The Right KPIs for Product Content Performance
Luckily there are some key performance indicators that can help us get to a Product Content Experience ROI (yay for math!)
- Product Page Traffic: How many people are visiting a product page driven by search results and advertising? We know that detailed product content drives better on and offsite search results. Based on Google’s own research we know that small changes can have huge impacts on how often your products are seen by a potential buyer. For example, Google found that including more attributes in product listings such as product material and colors caused impressions to rise between 10 to 20 percent.
- Product Page Conversion: How many people that visit a product page on a given site are adding the product to their cart and hitting the buy button? Research shows that pages with great product content perform better. In fact, Mondelez has seen high double digit increases in conversion based on enhancing their product content on Amazon.
- Days to Market: How long does it take to launch a new product on a sales channel? Increasingly retailers are asking for more and more product content directly from the brands before they can begin selling merchandise online. In order to get new products to market faster - and to update or refresh existing product promotions quickly - brands and retailers need a product content management process and technology in place. For example, Simpli Home, has cut their product launch time by 75% with Salsify’s Product Content Management Platform.
- Active SKUs: How many SKUs are launched and sold on key retailers? Pulling from a trusted source of content for every SKU makes it easier to share a wider assortment with folks like Walmart or Google. One example of this is Bosch, who recently published 5,700 products to Google Shopping in one week using Salsify.
- Total Selling Days Per Product: How many days is each product available for purchase? Every additional day that a product is in market can be a revenue driver for your business. No one is buying products that aren’t available for sale and that revenue simply vanishes into thin air. It can also help you maximize the sales of seasonal items by getting them into market first and thereby extending the “season” itself.
Basic Frameworks for Calculating Product Content Management ROI
Using some of those data points, there are two relatively basic frameworks we can use to start calculating ROI. The examples below use simple (and somewhat conservative) numbers but you can plug in your own data. I've drawn my conversion rates from ecommerce averages. Trust me, the numbers add up fast!
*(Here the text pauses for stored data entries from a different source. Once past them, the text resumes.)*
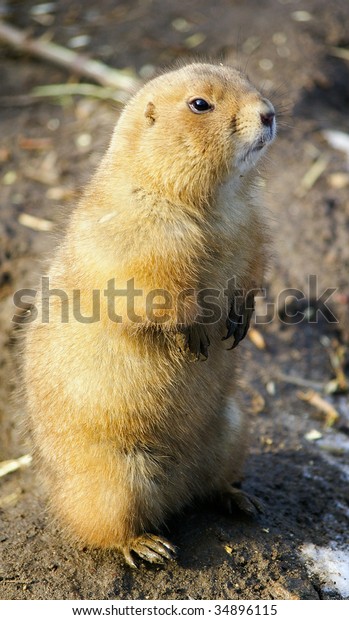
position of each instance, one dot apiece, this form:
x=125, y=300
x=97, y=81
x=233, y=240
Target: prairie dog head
x=191, y=129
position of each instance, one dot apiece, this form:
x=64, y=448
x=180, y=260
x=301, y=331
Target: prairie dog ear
x=150, y=113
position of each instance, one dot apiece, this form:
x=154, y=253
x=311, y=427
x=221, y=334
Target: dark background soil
x=49, y=147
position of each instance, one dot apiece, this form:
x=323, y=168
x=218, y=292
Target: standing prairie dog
x=128, y=428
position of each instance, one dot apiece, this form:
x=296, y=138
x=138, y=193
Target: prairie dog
x=128, y=427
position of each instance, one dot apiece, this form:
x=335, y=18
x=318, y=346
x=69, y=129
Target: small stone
x=313, y=435
x=301, y=16
x=266, y=64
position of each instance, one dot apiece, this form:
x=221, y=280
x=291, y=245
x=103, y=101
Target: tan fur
x=127, y=428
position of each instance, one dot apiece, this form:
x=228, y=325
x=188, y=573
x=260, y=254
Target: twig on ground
x=74, y=62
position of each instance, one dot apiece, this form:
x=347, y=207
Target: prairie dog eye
x=199, y=105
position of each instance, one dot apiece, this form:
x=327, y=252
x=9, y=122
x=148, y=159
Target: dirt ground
x=298, y=463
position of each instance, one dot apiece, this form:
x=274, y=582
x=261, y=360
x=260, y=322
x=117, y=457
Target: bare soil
x=49, y=148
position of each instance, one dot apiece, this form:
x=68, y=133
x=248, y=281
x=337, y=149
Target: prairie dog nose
x=267, y=113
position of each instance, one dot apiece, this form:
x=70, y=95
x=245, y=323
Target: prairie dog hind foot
x=149, y=547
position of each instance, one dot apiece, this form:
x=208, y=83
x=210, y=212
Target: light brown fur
x=128, y=429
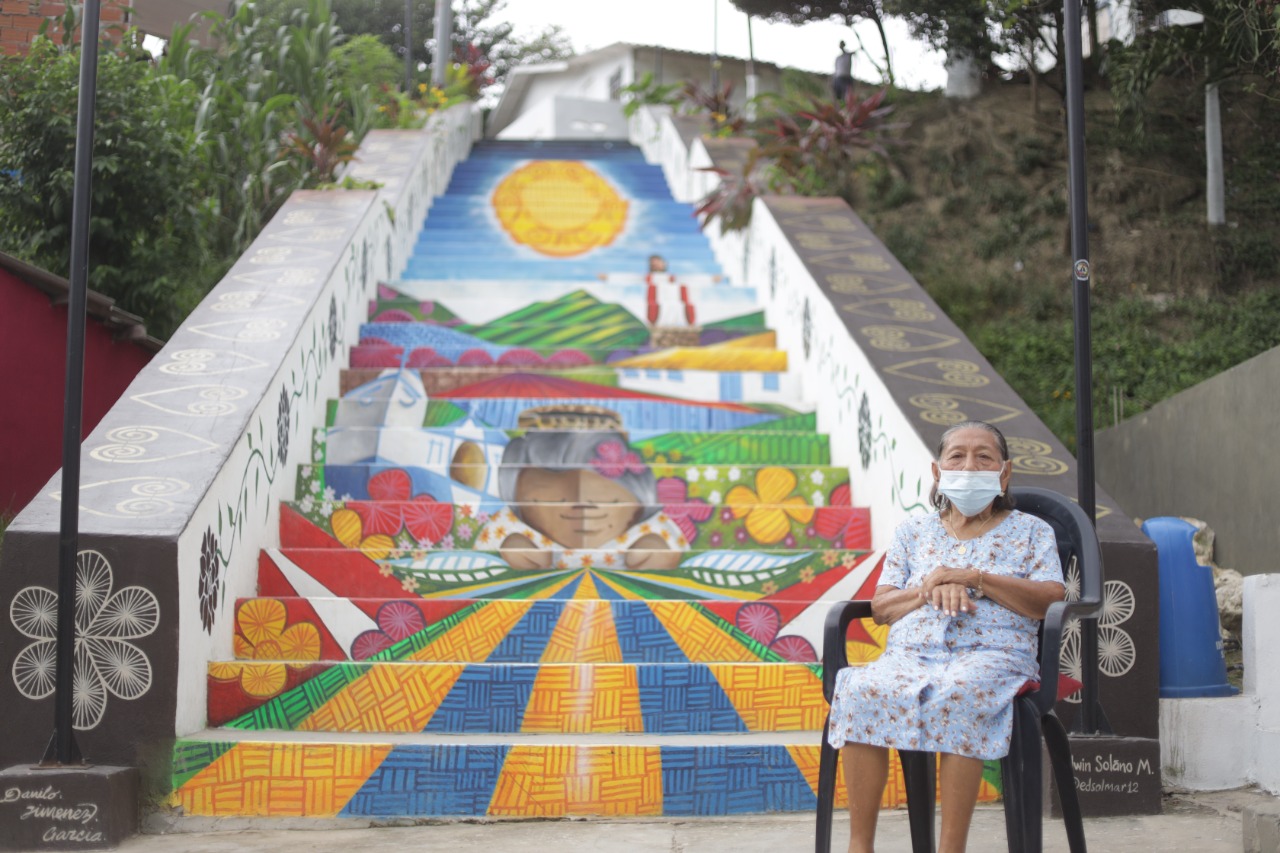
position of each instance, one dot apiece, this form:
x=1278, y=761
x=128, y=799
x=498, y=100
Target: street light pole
x=443, y=39
x=1091, y=720
x=63, y=748
x=408, y=48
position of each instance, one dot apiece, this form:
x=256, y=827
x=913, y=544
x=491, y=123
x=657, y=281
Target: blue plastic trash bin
x=1191, y=638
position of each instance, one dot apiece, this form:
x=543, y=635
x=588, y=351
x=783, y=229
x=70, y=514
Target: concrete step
x=481, y=301
x=791, y=441
x=490, y=698
x=280, y=625
x=394, y=475
x=723, y=386
x=225, y=772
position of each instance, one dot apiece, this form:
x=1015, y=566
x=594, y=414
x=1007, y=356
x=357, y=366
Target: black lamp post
x=1091, y=720
x=408, y=46
x=63, y=748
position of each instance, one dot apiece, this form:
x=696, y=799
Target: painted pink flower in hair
x=681, y=509
x=613, y=460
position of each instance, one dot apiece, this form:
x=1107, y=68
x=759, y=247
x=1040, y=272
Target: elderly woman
x=963, y=589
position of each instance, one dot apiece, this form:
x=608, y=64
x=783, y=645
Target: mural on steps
x=568, y=488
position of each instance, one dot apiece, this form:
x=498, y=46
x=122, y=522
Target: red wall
x=32, y=377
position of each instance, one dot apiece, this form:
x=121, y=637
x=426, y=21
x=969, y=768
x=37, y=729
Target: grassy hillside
x=977, y=210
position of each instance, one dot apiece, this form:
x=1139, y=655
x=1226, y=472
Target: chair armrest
x=835, y=656
x=1051, y=646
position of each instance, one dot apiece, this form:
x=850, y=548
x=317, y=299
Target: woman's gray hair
x=940, y=501
x=572, y=451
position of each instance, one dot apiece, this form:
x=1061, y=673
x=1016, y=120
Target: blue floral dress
x=947, y=683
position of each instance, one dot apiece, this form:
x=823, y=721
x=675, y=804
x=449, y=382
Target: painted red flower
x=759, y=621
x=685, y=511
x=521, y=357
x=475, y=359
x=846, y=525
x=428, y=357
x=613, y=460
x=796, y=649
x=392, y=506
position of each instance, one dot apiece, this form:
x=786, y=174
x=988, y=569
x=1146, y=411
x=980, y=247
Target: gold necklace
x=961, y=548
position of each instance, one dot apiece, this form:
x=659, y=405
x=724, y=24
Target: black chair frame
x=1033, y=711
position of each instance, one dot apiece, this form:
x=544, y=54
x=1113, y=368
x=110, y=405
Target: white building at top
x=581, y=97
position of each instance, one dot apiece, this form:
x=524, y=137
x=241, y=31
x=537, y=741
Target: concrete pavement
x=1193, y=822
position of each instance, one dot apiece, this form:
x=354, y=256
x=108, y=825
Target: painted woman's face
x=575, y=509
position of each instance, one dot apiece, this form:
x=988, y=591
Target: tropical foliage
x=149, y=206
x=822, y=149
x=195, y=153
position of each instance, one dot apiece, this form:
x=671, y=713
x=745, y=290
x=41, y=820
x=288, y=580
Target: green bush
x=366, y=62
x=147, y=214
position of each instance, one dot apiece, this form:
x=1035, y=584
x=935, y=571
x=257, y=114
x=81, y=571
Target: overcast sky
x=691, y=24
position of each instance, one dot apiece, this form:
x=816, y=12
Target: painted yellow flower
x=769, y=506
x=265, y=648
x=350, y=530
x=860, y=652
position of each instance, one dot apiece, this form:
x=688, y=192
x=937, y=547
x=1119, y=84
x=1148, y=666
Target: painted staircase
x=449, y=625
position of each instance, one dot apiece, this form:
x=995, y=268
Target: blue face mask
x=970, y=492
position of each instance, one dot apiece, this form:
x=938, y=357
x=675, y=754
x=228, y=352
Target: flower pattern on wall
x=423, y=516
x=396, y=620
x=105, y=662
x=272, y=647
x=771, y=507
x=685, y=511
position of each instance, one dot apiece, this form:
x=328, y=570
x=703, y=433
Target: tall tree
x=800, y=12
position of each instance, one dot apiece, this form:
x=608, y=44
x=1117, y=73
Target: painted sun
x=560, y=208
Version 1: Increased traffic x Higher conversion Rate = More Revenue
The first framework for measuring the impact of product experience management is through the lens of a traditional marketing funnel - from page views to sales. In the example below, a snack foods maker sells a 4-pack of large bags of potato chips for $24.99. They have invested in product experience management to improve findability and conversion and seen for this product alone a 10% increase in revenue based on getting improved content into market. Multiply that across a product line and/or multiple brands and…. Well, you get the idea.
The bottom line: In this scenario, a 10% increase in unique pageviews and a lift in product conversion rate led to a 10% increase in annual revenue for one product page alone. Numbers like this can show your team and your supervisor the direct correlation between investing in product content leading to more product sales.
Version 2: Days to Market Improvement x Products Launched x Sales Per Day x Price = Incremental Revenue
In this framework, the business is focused is on improving the speed of new product introductions to increase the number of selling days for a given set of products. For example, if you are launching 50 new premium t-shirts which sell for $13.99, and you can get 22.5 additional selling days per product, there is a significant increase in revenue simply by getting to market faster.
The bottom line: In this scenario, a faster time to market resulted in more 3 more weeks of sales time and more than $300K in additional revenue. In some cases a faster time to market could allow a brand to release products to more retailers or launch more products in key marketplaces. For retailers that rely heavily on search or recommendation engines, a faster times to market can also mean the difference between ranking higher in your product category.
Ultimately, investing in product experience management makes it possible to thrive in ecommerce. But initially you may have to show your work and your math to demonstrate the value to others in your organization. Effective product experience management requires a change in people, processes, and technology. By connecting your investments in process and technology to incremental revenue, you’ll be able to get everyone in your organization on board and show how important product content can be.